Child Care Facilities Struggling Amid Worker Shortages
The Biden administration wants to increase federal spending on child care to get both child care workers and parents back to work.
Jessica Duckett is the director of Teddy Bear Daycare and Preschool in northern Virginia.
"It's hard to be there for the staff, the families, the children. It's hard because I feel like we're running out of answers sometimes," she said.
Duckett says her best days at work are when she can help a family, but that's getting harder and harder as she struggles to keep her schools fully staffed.
"I have about 60 children enrolled. While my capacity is 109, I only have 60 enrolled and I have about 15 staff, and I'm probably short five to six full-time staff in order to get fully staffed," she said.
Staffing has long been an issue at daycares and preschools. It's a labor-intensive job with low pay and often no benefits.
Now, President Joe Biden wants the government to step in and subsidize child care as part of his Build Back Better plan.

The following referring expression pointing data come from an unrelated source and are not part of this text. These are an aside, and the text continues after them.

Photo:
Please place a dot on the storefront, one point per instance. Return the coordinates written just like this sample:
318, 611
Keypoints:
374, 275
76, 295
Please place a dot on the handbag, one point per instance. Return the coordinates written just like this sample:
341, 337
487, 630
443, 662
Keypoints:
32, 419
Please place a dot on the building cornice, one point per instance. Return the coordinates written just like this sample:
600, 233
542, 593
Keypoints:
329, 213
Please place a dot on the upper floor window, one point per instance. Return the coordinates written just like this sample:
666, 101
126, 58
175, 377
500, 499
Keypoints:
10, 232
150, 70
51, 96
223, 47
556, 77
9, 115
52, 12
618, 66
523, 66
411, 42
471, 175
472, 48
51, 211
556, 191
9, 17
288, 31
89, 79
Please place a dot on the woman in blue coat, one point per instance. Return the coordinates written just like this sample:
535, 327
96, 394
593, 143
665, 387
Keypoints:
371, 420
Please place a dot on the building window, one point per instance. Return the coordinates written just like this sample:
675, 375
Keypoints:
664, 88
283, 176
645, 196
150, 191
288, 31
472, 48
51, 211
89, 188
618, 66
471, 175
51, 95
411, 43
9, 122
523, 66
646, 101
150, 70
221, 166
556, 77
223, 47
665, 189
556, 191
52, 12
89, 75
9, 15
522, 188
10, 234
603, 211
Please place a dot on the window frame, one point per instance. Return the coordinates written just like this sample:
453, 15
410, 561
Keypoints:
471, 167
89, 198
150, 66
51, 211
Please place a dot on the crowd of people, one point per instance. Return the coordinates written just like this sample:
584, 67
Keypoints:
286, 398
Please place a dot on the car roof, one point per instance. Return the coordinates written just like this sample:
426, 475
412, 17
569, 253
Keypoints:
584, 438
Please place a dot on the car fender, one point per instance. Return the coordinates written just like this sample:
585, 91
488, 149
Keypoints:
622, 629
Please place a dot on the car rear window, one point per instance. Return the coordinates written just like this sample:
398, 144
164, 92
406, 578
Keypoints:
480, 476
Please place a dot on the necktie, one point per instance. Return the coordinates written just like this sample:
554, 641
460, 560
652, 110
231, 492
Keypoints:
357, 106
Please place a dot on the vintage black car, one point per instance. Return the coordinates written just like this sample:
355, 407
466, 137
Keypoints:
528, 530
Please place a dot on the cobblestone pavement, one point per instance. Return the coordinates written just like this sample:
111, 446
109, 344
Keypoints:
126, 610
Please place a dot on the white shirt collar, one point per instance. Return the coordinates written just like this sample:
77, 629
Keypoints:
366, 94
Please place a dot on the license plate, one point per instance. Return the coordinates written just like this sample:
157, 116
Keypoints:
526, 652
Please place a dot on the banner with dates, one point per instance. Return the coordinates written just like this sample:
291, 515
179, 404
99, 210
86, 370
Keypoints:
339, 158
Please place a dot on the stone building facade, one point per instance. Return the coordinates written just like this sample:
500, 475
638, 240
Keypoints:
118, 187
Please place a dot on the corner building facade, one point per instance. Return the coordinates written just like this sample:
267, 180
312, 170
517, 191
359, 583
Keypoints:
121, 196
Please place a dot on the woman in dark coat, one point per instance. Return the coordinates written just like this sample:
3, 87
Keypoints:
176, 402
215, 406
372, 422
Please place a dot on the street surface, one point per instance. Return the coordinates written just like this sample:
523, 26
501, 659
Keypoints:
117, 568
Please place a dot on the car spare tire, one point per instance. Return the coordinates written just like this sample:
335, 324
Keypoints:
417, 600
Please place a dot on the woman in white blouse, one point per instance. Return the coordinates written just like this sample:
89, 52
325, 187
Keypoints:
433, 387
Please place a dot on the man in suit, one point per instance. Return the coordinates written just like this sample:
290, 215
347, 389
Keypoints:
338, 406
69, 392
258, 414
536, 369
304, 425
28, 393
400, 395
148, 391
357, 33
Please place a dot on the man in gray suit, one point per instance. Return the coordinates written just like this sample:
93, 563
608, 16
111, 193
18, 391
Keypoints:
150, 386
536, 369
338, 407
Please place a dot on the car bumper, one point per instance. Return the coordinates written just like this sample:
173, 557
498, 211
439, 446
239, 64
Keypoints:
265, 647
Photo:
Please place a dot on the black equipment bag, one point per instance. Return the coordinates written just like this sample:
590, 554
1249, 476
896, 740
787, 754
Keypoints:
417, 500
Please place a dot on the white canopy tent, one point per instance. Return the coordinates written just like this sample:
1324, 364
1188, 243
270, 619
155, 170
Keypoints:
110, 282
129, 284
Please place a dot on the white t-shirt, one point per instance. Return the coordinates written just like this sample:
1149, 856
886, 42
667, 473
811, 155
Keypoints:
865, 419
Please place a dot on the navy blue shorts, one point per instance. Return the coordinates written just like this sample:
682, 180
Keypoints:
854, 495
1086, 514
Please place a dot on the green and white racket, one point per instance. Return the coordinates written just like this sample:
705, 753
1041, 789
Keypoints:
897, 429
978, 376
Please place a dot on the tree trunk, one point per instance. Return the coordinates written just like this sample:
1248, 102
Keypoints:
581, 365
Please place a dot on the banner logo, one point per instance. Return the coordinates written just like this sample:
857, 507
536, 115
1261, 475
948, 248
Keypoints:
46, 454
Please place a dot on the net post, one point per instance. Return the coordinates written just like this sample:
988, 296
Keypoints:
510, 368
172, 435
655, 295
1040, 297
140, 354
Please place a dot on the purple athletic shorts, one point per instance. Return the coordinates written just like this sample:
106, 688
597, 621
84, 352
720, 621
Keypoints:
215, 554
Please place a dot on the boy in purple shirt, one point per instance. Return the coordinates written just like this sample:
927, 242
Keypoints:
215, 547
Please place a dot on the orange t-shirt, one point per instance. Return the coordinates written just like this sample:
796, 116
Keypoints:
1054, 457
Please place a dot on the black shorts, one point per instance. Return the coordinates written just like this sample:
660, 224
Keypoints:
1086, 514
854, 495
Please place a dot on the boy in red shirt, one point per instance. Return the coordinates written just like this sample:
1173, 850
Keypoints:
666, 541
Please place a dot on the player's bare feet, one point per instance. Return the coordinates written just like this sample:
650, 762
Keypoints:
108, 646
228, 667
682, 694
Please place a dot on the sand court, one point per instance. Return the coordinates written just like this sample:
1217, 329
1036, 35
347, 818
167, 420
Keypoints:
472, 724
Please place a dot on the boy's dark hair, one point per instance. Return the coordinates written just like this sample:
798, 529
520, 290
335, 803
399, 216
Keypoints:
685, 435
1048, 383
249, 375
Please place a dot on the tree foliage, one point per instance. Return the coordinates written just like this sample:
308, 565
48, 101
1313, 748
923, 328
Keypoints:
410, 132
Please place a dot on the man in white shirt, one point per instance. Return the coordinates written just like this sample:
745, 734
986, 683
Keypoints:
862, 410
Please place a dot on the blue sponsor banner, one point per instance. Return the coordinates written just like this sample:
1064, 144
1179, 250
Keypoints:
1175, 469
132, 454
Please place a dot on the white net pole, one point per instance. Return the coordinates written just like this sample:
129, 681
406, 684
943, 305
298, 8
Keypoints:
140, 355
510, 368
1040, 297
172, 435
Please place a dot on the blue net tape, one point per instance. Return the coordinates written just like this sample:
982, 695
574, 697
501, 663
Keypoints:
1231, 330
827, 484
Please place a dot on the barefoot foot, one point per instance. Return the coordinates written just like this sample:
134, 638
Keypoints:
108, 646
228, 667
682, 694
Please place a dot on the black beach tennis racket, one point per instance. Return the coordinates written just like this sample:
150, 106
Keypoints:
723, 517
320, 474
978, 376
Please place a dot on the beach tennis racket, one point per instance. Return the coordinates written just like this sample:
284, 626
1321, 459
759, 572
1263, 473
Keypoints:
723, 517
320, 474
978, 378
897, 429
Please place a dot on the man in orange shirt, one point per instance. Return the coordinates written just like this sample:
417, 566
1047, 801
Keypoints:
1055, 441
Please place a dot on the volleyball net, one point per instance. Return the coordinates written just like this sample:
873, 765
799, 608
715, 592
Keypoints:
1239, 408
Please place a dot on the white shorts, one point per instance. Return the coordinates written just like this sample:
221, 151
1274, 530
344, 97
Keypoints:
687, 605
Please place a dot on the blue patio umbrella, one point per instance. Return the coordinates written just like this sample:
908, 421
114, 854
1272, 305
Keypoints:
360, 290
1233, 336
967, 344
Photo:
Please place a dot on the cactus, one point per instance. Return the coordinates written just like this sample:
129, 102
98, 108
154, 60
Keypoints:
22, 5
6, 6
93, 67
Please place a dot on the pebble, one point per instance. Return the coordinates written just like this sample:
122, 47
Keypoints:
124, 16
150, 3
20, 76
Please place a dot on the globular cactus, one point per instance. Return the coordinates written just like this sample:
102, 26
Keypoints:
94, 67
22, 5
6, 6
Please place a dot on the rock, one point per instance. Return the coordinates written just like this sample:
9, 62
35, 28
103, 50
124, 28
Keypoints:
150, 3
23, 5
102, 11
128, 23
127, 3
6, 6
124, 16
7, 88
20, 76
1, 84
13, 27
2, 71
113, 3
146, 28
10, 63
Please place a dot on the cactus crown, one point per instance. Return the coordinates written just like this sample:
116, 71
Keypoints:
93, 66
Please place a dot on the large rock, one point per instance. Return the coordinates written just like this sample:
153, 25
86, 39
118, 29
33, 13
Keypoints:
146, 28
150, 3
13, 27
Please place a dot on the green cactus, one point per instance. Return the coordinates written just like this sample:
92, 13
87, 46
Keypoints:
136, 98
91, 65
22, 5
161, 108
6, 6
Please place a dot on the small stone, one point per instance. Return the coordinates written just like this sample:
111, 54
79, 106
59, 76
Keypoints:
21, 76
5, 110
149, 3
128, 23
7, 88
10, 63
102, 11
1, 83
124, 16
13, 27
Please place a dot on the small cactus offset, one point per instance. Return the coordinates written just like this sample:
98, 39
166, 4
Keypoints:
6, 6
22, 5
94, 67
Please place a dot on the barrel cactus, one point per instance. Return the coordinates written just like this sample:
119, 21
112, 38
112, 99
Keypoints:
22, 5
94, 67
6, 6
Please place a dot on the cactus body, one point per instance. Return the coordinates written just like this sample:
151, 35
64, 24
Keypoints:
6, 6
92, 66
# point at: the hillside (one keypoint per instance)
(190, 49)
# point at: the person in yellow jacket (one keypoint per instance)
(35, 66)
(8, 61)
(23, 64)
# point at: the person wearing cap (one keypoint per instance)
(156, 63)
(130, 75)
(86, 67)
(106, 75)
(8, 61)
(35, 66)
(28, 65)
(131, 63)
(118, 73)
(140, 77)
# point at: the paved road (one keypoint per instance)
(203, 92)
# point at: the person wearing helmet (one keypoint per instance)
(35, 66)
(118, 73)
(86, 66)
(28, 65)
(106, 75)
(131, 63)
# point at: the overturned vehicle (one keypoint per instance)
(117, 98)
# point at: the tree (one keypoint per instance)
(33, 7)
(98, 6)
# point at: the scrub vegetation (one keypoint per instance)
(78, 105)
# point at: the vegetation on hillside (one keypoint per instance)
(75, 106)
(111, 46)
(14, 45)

"This is a fundamental game changer for families and for our economy as more parents, especially women, can go back to work and work in the workforce," he said.
The plan seeks $400 billion in new federal spending to make child care more affordable for families — providing universal pre-K for all 3- and 4-year-olds and limiting child care costs to no more than 7% of parents' income for families making less than $300,000 a year.
About 1 million people were working in child care as of February 2020. Over one-third of the workforce left during the pandemic, and nearly 127,000 workers have still not returned, according to the National Association for the Education of Young Children.
"COVID was that straw that broke the camel's back in labor, and we're in what I would call a perfect storm for a labor shortage in child care," said Cindy Lehnhoff, director of the National Child Care Association.
The average hourly wage for a child care worker is about $12. A September 2021 report from the U.S. Treasury Department found that in 41 states, more than 15% of child care workers live below the poverty line.
Lehnhoff says many former child care workers are now seeking better-paying jobs, often in the public school system.
Duckett says low wages pose the biggest challenge to hiring new workers, but she also says she can't afford to pay workers more unless she brings in more children to her facilities, and she can't do that without full staffing.
"It's frustrating to see that my staff, my good quality staff that I have, are being stressed because we're short-staffed," she said. "The families are being stressed because I have some that have babies that they want to come in a couple of months and I have to pray that we have staff to bring those siblings in. And so, I think it's just an unfair, unfortunate situation for everybody."
Duckett says more resources will help families and make the system work better for everyone.
"I think that the fact that this is going to help multiple families at different levels is one of the most important things for me because I think that it makes it a little bit more even, more fair," she said. "The same thing for the centers — the schools being able to [let] everybody get a piece of the pie, essentially, also will help and make it fair."